While overall supply levels are up, the Las Vegas retail sector posted a modest level of net absorption during the latest reporting period. During the quarter, the market expanded by 160,000 square feet as only two anchored retail centers came on line. These centers include the Albertson’s anchored Vista Commons along Charleston Boulevard in Summerlin, west of Interstate 215, and The Grove in North Las Vegas along Craig Road.
The market reported a comparably modest 75,000 square feet of net absorption during the third quarter, pulling the vacancy rate up slightly to 3.2 percent.
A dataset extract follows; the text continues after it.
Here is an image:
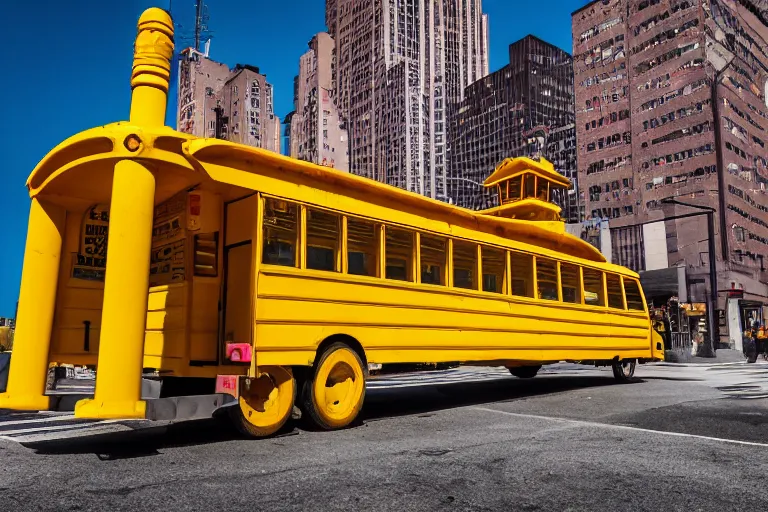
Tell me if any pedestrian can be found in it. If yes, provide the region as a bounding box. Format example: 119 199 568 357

Through the first 9 months of 2007, the market demanded (or absorbed) a healthy 2.5 million square feet, a figure that will contribute to more than 3 million square feet of annual demand in 2007.
Vacancies at quarter’s end were ahead of the 3.1 percent reported in the preceding quarter (second quarter 2007) and on par with the 3.2 percent reported in the prior year (third quarter 2006). Average asking rents of $2.13 per square foot per month were also reported, representing a negligible decline from the previous quarter and a 6.5 percent premium to the prior year. Pricing is also impacted by the size, location and type of space available. The quarterly market performance was not indicative of broader trends that include 4.2 million square feet of space under construction and healthy pre-leasing activity.
Despite the success of retail developers in the majority of retail sectors, there remains a little concern about the depth and breadth of consumer spending patterns, particularly in the face of a declining residential sector performance. Nation-leading rates of foreclosure, high-standing housing inventories and falling prices are impacting consumer confidence, and in turn, consumers’ spending decisions. Continued housing market instability is expected to prevail in 2008, which will have a real impact on retailers and potentially the development pipeline. Given the longer-run outlook for economic growth, we anticipate this trend will have only a modest near-term impact overall.
Jennifer Ouellette is a project manager at Las Vegas-based Applied Analysis.